According to research by the Ministry of Planning and Investment, the EVFTA and EVIPA are expected to increase Vietnam’s GDP by 4.6 per cent and exports to the EU by 42.7 per cent by 2025. The European Commission estimates that the GDP of the EU will increase by $29.5 billion, and exports to Vietnam by 29 per cent by 2035.
Besides, the EVFTA also has extensive commitments on services, government procurement, as well as labour and intellectual property. Once approved by the National Assembly of Vietnam, the EVFTA will take effect immediately. Following EU internal procedures, the EVFTA needs to be ratified by the EP and then approved by the European Council to take effect. As for the EVIPA, this agreement must be ratified by both the EP and the parliaments of all 27 EU member states.
Earlier, during his visit to Brussels, Belgium and Strasbourg, France as the prime minister’s special envoy, on the afternoon of February 11, Deputy Minister of Foreign Affairs Bui Thanh Son had an important meeting with European Parliament President David Sassoli and many parliamentarians to discusse mutual issues to prepare the vote for the adoption of the two agreements by the EP.

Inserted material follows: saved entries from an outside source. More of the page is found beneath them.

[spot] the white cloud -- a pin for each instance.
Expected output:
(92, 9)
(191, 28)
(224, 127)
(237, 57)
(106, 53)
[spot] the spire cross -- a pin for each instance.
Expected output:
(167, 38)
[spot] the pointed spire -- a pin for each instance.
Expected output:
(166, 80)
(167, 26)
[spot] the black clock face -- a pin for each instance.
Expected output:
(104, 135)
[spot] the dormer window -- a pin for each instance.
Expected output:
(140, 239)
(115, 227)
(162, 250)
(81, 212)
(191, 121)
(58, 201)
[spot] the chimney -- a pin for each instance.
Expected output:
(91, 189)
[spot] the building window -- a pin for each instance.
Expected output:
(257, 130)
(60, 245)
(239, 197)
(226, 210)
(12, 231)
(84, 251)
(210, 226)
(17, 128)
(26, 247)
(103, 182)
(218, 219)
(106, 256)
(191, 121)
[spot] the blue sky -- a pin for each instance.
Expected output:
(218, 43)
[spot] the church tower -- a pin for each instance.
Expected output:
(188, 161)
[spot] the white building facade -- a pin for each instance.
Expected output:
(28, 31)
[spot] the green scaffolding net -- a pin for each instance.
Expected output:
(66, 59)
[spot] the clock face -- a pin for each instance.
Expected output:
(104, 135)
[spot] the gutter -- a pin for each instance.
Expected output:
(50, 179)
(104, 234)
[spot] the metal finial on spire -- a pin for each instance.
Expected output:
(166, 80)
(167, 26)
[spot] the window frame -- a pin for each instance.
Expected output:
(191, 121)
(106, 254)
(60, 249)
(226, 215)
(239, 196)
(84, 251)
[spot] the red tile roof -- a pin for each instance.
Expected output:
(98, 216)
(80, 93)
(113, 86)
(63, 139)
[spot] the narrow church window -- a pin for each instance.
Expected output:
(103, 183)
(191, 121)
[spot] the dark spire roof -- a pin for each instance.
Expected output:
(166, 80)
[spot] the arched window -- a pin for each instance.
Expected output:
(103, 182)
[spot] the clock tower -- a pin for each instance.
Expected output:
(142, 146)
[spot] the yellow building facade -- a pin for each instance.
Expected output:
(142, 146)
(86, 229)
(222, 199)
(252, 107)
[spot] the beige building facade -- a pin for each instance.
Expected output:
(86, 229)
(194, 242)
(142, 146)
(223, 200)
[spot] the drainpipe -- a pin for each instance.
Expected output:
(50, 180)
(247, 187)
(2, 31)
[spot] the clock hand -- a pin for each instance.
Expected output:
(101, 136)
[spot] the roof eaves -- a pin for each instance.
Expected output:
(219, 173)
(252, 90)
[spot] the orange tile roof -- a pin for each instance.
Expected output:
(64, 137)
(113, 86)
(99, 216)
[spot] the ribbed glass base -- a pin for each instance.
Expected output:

The EVFTA and EVIPA were signed on June 30, 2019 in Hanoi after seven years of negotiations. The broad and deep commitments will replace bilateral investment agreements (BITs) between Vietnam and EU member countries, which will help Vietnam continue to reform its economic structure as well as improve institutions and the business environment in Vietnam, facilitating EU investors to do business in the country.
Once the agreement comes into effect, the EU will eliminate import duties on about 85.6 per cent of tariff lines, equivalent to 70.3 per cent of Vietnam’s exports to the EU.
Seven years after the EVFTA officially takes effect, the EU will eliminate import duties on a further 13.6 per cent of tariff lines, equivalent to 99.7 per cent of the value ofVietnam’s exports.
For the remaining 0.3 per cent, the EU commits to giving Vietnam a tariff quota with an import duty of zero per cent.
For EU exports, Vietnam committed to eliminating 48.5 per cent of tariff lines as soon as the agreement comes into effect (accounting for 64.5 per cent of import turnover).